You should be pulling on the FRAME of the tractor, not the front end. A wide front Farmall is better because the steering tube is transferring the force to the frame, not the steering box, but it's still not ideal.

The wheatland IH's have this neat little place to pin a clevis to the frame on the front of the tractor, just like a bulldozer.
 
They are mounted just below the frame and bolted right to the front end where the upper and lower pedistal bolt up. Can't say if that is good or bad but it is factory made so all I can figure is that it was made for pulling with
Hobby farm
 
Have pulled stuck tractor out dozens of times by hooking chain on frame rail just behind bolster. Have never seen any damage except skinned paint from pulling from left side, have seen radiator neck broken off by hooking to right side though.
 
Sometime back in the mid-1950s, my Dad took the short drawbar extension plates commonly found on a Farmall B or similar tractor, and bolted one to the front of the lower bolster on each of our H, M, and SM row crop tractors. The bolt spacing on those extensions is identical to the spacing on the flange at the top of the lower bolster unit. After installation, he heated each in a line across the plate about 3" ahead of where it attached to the tractor, and we bent the front of it down a few degrees with an adustable wrench.
This gave each tractor a very useful hitch for backing wagons into the barn, and yes, we did occasionaly start one by pulling it on that hitch. I still have all three tractors, and none seems to have suffered any undue wear or damage from this practice.
 
Just last spring I finally found enough pieces to put a C back together. It had been pulled out of a mud hole with a pickup, but it came out in pieces. Needed another block, front steering bolster, and several other parts. I did my best to get across that if you have to pull hard from the front, run your chain all the way back to the drawbar and watch and don't pull across the front wheels. Its a matter of leverage. Sure can wreck a tractor. I had always heard of it but that was the first I had seen.
 
I'll give it a shot. I remember when threshing with steam the thresher was often times hooked to the front of the steamer in case of a straw pile fire from the steamers exhaust.In an emergency the thresher could be pulled away from the fire.
 
Mkirsch: There are a number of reasons, however I think steelfronts has hit the prime reason, pulling the thresher away from a straw fire. When the oldtimers belted up, they always hooked a chain from front pull hook to thresher tongue.

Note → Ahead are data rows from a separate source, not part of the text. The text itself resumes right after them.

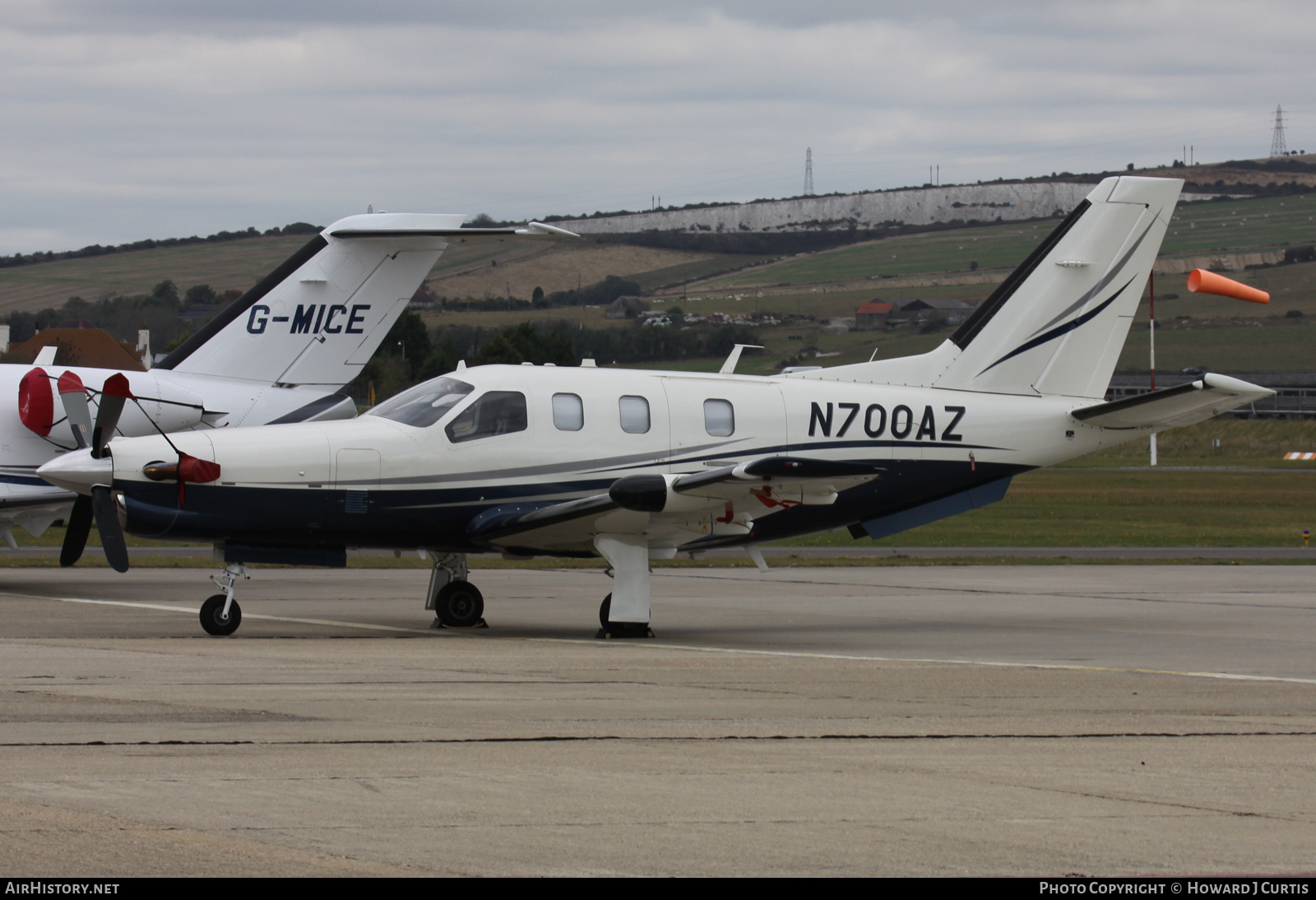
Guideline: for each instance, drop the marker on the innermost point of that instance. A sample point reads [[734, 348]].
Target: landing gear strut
[[456, 601], [220, 614]]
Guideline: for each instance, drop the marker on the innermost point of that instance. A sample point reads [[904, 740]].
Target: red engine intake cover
[[36, 401]]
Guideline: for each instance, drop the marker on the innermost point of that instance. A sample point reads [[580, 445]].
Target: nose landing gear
[[220, 614]]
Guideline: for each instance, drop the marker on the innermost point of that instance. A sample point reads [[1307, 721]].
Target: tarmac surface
[[965, 720]]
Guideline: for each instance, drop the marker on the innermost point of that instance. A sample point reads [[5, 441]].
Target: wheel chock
[[460, 628]]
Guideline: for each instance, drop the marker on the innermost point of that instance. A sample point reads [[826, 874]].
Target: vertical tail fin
[[1057, 324], [322, 315]]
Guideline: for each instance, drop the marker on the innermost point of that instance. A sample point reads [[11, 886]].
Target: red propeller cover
[[36, 401], [199, 471]]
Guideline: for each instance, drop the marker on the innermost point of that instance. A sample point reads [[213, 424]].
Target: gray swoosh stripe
[[1110, 276], [582, 466]]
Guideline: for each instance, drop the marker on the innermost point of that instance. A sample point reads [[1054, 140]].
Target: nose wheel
[[214, 619]]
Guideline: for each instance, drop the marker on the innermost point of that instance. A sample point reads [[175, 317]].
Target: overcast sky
[[135, 118]]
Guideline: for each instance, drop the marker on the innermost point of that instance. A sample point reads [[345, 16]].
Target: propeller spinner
[[92, 483]]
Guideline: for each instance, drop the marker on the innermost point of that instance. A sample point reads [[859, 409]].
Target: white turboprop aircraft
[[640, 465], [280, 353]]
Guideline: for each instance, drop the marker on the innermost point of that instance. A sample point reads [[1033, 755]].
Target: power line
[[1277, 137]]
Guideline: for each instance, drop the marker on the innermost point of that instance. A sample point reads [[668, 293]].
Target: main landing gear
[[609, 629], [625, 612], [456, 601], [220, 614]]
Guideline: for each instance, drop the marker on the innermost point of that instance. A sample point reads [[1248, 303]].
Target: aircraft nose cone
[[78, 471]]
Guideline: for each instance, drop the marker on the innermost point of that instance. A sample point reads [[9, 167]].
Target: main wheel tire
[[212, 612], [609, 629], [460, 604]]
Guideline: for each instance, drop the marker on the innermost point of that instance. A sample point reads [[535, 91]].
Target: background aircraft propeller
[[100, 504]]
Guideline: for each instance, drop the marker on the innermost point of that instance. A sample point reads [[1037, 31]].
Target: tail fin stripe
[[991, 305], [1101, 285], [1063, 329], [243, 303]]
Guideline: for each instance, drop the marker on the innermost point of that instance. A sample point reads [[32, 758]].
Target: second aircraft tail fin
[[322, 315]]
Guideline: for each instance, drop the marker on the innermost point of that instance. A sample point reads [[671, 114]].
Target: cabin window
[[424, 404], [719, 417], [635, 415], [498, 412], [568, 412]]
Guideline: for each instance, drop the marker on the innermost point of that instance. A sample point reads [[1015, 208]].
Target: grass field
[[234, 265], [1124, 508]]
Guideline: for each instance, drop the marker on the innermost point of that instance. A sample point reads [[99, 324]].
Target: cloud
[[132, 120]]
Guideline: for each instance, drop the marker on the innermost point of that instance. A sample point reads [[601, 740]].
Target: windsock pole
[[1152, 332]]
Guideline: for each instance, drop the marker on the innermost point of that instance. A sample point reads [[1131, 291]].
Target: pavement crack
[[651, 739]]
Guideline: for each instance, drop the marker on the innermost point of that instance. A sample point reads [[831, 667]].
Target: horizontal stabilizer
[[931, 512], [1182, 404], [457, 234]]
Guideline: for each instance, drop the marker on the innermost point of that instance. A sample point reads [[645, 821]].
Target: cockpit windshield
[[424, 404]]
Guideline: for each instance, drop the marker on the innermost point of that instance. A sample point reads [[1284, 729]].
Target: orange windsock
[[1203, 282]]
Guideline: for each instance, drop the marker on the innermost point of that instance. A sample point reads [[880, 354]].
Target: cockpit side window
[[719, 417], [424, 404], [568, 412], [635, 415], [498, 412]]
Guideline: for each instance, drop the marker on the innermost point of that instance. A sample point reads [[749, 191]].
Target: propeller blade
[[76, 536], [112, 397], [74, 397], [111, 531]]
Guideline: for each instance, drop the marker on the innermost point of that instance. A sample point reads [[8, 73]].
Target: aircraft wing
[[1182, 404], [673, 509]]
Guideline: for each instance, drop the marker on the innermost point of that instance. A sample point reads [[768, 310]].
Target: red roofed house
[[873, 315], [94, 348]]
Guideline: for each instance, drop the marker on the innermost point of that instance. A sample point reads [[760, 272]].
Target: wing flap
[[671, 505]]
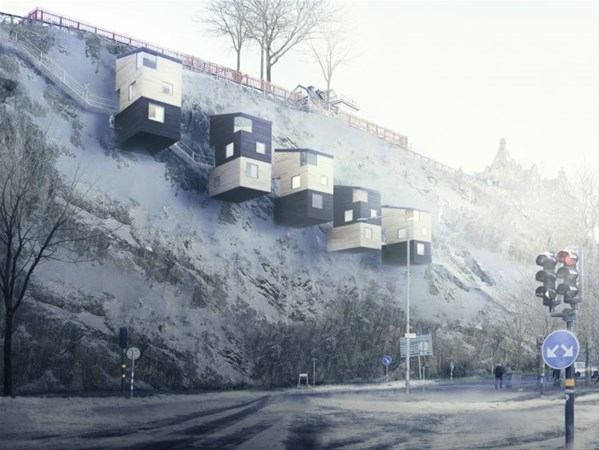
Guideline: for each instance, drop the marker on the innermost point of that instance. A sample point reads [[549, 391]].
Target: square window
[[156, 113], [131, 91], [308, 158], [317, 201], [251, 170], [242, 124], [296, 182], [359, 195], [229, 150], [146, 60], [167, 88]]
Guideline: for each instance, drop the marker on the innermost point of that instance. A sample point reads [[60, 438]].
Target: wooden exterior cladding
[[305, 193], [242, 154], [149, 90], [356, 220], [403, 224]]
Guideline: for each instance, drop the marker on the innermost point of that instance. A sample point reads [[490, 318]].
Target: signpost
[[386, 360], [560, 349], [133, 353]]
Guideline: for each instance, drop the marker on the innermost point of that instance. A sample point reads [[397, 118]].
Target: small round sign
[[133, 353]]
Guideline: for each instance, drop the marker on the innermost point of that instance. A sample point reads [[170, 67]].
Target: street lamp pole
[[408, 323]]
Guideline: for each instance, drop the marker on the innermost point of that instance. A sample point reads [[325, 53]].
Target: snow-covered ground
[[468, 415]]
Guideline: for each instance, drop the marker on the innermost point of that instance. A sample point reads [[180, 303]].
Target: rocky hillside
[[214, 293]]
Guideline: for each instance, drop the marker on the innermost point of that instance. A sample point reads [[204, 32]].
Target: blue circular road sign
[[560, 349]]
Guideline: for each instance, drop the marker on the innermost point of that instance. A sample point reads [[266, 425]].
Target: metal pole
[[132, 376], [408, 324], [570, 391], [123, 365]]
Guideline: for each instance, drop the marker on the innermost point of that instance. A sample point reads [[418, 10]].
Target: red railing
[[199, 65]]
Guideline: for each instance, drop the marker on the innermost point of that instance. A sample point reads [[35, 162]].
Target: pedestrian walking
[[499, 376]]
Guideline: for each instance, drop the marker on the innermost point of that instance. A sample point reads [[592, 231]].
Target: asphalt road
[[470, 415]]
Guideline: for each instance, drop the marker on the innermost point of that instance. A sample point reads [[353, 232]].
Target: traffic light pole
[[570, 391]]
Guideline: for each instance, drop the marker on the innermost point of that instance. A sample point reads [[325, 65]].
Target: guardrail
[[199, 65], [193, 156]]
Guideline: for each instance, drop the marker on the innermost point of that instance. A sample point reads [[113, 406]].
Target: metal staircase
[[79, 92]]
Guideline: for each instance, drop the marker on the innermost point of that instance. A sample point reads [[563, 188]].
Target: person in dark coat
[[499, 370]]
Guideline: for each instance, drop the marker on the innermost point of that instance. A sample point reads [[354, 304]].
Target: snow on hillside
[[188, 274]]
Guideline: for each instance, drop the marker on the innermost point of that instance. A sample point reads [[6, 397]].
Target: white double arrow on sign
[[568, 351]]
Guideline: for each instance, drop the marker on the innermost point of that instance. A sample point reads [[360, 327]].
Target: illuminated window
[[308, 158], [296, 182], [242, 124], [167, 88], [251, 170], [146, 60], [156, 113], [359, 195], [317, 201], [229, 150], [131, 91]]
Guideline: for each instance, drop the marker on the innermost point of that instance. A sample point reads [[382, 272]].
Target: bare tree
[[330, 50], [37, 220], [228, 18], [280, 25]]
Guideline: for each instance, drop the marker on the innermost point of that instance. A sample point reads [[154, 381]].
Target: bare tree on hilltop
[[280, 25], [37, 218], [330, 49], [229, 18]]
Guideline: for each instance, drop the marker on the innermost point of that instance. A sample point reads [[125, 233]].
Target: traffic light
[[568, 276], [548, 277]]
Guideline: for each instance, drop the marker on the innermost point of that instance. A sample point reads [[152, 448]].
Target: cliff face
[[200, 283]]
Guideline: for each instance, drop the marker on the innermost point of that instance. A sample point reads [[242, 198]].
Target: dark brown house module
[[356, 219], [243, 154], [148, 84]]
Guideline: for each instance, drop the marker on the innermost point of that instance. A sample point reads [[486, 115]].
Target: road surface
[[463, 415]]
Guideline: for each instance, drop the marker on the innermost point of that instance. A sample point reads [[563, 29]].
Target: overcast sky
[[454, 77]]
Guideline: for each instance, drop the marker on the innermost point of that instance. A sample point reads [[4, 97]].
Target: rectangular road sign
[[419, 346]]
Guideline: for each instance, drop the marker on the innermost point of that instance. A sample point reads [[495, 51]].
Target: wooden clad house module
[[304, 180], [402, 225]]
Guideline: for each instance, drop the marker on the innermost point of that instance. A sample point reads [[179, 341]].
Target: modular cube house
[[305, 187], [149, 89], [242, 153], [356, 220], [402, 225]]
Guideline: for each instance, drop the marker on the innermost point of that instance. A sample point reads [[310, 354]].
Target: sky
[[455, 77]]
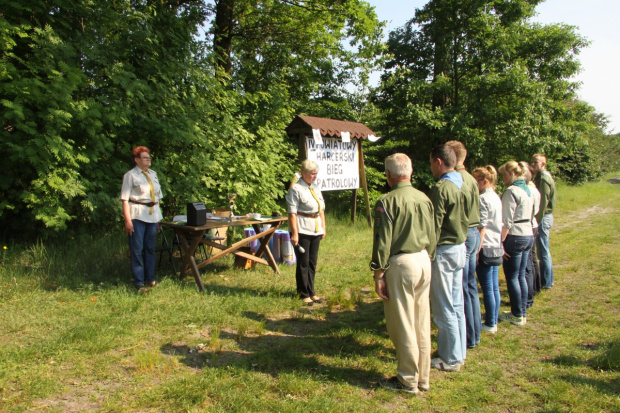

Couple that with the main reason for not installing front pull hook on a Farmall, really no place to install one on a narrow front tractor, without it being in the way for cultivator mounting.

I've never done much belt work, but I have heard the older generation say the big standards will stay lined up on a thresher belt much better than a narrow front Farmall.
 
We too had a bolt on "Clevis Like" device on the front of our M. It was great for backing 4-wheeled wagons.
 
I will second that! My M has a chain loop bolted on the front dead center and I was told one of the past owners used the tab it is hooked to to push wagons into a shed. Backing can be a real pain unless you have "the gift". Dad won a wagon backing contest at the State Fair back in the 40s. I can do it, but takes several trys and my arms want to fall off afterwards even with the F-12 which steers nice.